At the beginning of a contract, the Group assesses whether it contains a lease. A contract is, of contains, a lease if it gives the right to control the use of the asset identified during a period of time in exchange for a consideration. Leases are recognised as a right-of-use asset and the corresponding liability on the date the leased asset is available for use by the group.

Assets and liabilities arising from a lease are initially valued based on their present value. Leasing liabilities include the net present value of the following leasing payments

• Fixed payments (including fixed payments in essence), less any lease incentive collectable.
• Variable payments for leases that reply on an index or rate, initially valued according to the index or rate on the start date.
• Amounts expected to be paid by the group for residual value guarantees.
• The price to exercise a purchase option if the group is reasonably certain that it will exercise that option.
• Penalty payments terminating the lease if the term of the lease reflects the group exercising that option.

In order to determine the term of the lease contracts, the Group has taken as non-cancellable the initial term of each contract, taking the possible unilateral extensions at the option of the Group only in those cases in which it has been reasonably considered certain that they will be exercised, and only the cancellation options whose exercise has been reasonably considered certain have been taken into account.

The general determination of not including unilateral extension of contracts as a part of their term, is based on the Group´s historical experience. The windows for renewal have historically been used as renegotiation windows, unless the market situation was clearly favourable for the Group. Therefore, given that hotel rental agreements are normally signed with a first term that is higher than a macroeconomic cycle (5 years), our experience shows that is it highly probable that some unknown event may occur on the date the agreement is signed, and which may significantly affect such judgment. The attacks in Europe, in Brussels or in Nice, serve as an example, as does the actual pandemic, as they changed the economic paradigm and affected the frameworks for negotiating rent. Furthermore, to determine the term for lease agreements, the term for recovering the investments made in it are taken into account.

To determine lease terms, there are no penalties for not exercising the extensions mentioned above, nor have early terminations with penalties been included.
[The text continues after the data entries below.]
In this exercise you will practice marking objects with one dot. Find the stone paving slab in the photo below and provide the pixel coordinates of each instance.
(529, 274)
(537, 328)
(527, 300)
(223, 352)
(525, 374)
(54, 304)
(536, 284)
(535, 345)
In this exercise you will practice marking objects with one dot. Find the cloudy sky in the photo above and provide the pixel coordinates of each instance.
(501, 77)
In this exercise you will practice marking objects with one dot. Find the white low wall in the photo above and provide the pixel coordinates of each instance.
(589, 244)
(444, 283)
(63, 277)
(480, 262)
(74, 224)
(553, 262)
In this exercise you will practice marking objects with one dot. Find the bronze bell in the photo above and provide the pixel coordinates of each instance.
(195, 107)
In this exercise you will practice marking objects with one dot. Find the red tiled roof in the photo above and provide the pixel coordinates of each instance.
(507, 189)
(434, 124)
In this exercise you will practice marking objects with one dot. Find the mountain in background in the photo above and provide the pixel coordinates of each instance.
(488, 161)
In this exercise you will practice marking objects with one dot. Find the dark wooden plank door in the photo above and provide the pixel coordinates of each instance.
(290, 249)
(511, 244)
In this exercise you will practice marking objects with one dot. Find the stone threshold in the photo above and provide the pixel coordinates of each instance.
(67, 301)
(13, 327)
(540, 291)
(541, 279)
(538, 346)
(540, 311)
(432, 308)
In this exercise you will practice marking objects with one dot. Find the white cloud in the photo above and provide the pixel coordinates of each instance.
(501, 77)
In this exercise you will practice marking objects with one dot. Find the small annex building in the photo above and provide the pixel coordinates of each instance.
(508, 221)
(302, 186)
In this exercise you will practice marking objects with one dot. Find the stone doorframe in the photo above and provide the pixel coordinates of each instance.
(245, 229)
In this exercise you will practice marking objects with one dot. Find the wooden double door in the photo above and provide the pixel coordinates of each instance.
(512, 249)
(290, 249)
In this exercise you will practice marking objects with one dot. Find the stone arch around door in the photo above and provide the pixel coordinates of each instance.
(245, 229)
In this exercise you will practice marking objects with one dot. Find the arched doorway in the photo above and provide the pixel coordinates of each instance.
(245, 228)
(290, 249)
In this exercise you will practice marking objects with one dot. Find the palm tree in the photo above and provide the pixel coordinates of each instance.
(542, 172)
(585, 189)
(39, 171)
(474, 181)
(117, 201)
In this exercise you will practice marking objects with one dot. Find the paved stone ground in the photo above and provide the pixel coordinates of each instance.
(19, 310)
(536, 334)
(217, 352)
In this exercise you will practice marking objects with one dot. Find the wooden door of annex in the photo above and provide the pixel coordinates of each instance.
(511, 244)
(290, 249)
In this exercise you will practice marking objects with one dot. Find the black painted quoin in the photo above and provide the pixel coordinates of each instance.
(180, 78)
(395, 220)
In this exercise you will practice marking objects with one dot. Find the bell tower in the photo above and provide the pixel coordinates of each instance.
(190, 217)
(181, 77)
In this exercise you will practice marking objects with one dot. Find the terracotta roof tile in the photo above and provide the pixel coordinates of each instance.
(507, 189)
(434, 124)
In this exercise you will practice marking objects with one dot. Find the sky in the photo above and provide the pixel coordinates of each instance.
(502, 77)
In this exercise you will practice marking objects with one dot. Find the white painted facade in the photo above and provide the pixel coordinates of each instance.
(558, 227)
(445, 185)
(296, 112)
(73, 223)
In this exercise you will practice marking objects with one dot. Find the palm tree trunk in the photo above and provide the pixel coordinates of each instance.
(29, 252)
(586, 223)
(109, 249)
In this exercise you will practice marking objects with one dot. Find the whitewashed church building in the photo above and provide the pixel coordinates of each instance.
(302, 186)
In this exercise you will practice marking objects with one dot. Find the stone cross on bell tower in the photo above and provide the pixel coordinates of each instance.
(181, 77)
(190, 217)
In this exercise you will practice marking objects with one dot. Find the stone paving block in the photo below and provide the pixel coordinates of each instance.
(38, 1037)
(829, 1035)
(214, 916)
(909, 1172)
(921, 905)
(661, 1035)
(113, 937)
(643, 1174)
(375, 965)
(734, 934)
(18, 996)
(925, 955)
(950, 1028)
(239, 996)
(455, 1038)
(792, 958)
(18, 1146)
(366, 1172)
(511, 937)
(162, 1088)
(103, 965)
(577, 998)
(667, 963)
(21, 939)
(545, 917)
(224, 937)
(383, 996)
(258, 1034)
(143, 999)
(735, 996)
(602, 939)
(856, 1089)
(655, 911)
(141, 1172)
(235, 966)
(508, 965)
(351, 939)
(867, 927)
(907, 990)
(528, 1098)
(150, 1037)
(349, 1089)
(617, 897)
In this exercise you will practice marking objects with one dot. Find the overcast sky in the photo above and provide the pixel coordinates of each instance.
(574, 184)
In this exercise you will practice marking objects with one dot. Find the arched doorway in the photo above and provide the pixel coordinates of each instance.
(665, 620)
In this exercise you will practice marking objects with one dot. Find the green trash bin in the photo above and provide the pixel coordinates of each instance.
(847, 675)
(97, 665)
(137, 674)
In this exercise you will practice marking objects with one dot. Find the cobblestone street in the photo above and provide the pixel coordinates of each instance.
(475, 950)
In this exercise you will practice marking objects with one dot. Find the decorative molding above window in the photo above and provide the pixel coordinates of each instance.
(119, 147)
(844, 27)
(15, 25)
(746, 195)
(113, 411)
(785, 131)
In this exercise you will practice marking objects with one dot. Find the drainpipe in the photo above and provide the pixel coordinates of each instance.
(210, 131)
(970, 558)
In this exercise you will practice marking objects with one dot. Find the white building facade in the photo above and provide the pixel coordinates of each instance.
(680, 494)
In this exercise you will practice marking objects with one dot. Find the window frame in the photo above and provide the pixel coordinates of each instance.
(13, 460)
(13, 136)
Contracts may contain leasing and non-leasing components. The Group assigns the consideration in the contract to the leasing and non-leasing components based on their relative independent prices. For real estate leases in which the Group cannot separate the leasing and non-leasing components, it accounts for them as a single leasing component.

Leasing payments are discounted using the implicit interest rate in the lease. If this rate cannot be easily determined, which is generally the case for the group’s leases, the incremental interest rate is used. The incremental interest rate is the interest rate that the lessee would incur at the commencement of the lease if it borrowed, over a period of time, with similar guarantees and in a similar economic environment. The interest was calculated as a combination of the following elements:

• CDS curve of the economic environment
• Euribor Swap Rate Curve.
• Synthetic NH CDS curve.

These elements were combined to obtain an interest rate curve for each contract based on its geo-economics specificities and from which the calculation process consists of bringing each of the discounted flows to the present value at the interest rate corresponding to each maturity within said curve and calculating which single equivalent rate would be used to discount said flows.

Potential future increases in variable payments for leases based on an index or rate are not included in leasing liabilities until they take effect. When the adjustments to the leasing payments based on an index or rate take effect, the leasing liability is assessed again and set against the asset for right of use.

Leasing payments are allocated between principal and financial cost. The financial cost is charged to profit/(loss) during the leasing period in a manner that creates a periodic interest rate on the remaining balance of the liability for each period.

Right-of-use assets are valued at cost that comprises the following:

• The initial valuation amount of the leasing liability.
• Any leasing payment made on or before the state date, less any incentive to lease received.
• Any initial indirect cost.
• Restoration costs.
• Incentives to lease received from the lessor.
• Provision on onerous contracts.

In application of IFRS 16, all rent that does not come under the definition of fixed payments in substance and, therefore, is outside the Group’s maximum compulsory commitment, as they are not inevitable, is recorded as an operational expense for the year

Therefore, the Group records variable rent that is linked to exploitation of the underlying assets as an expense, along with those arising from percentages of sales and other similar reference points. Moreover, all rent that, in application of IFRS 16, are outside the Group’s maximum compulsory commitment are recorded as an operational expense for the year

Variable rents that are not, in essence, fixed and the way in which they may involve a liability for the Group would be that the flows arising from exploitation of the CGU are estimated to be negative and, therefore, the Group would be obliged to record a provision for onerous contracts.

An amendment to IFRS 16 was approved by the IASB on 28 May 2020, extended to 30 August 2021, to help accounting for changes in leases resulting from the pandemic caused by Covid-19. The amendment establishes an exemption in which rental concessions caused by Covid-19 may not be recorded as amendments to the lease (Note 2.2.2).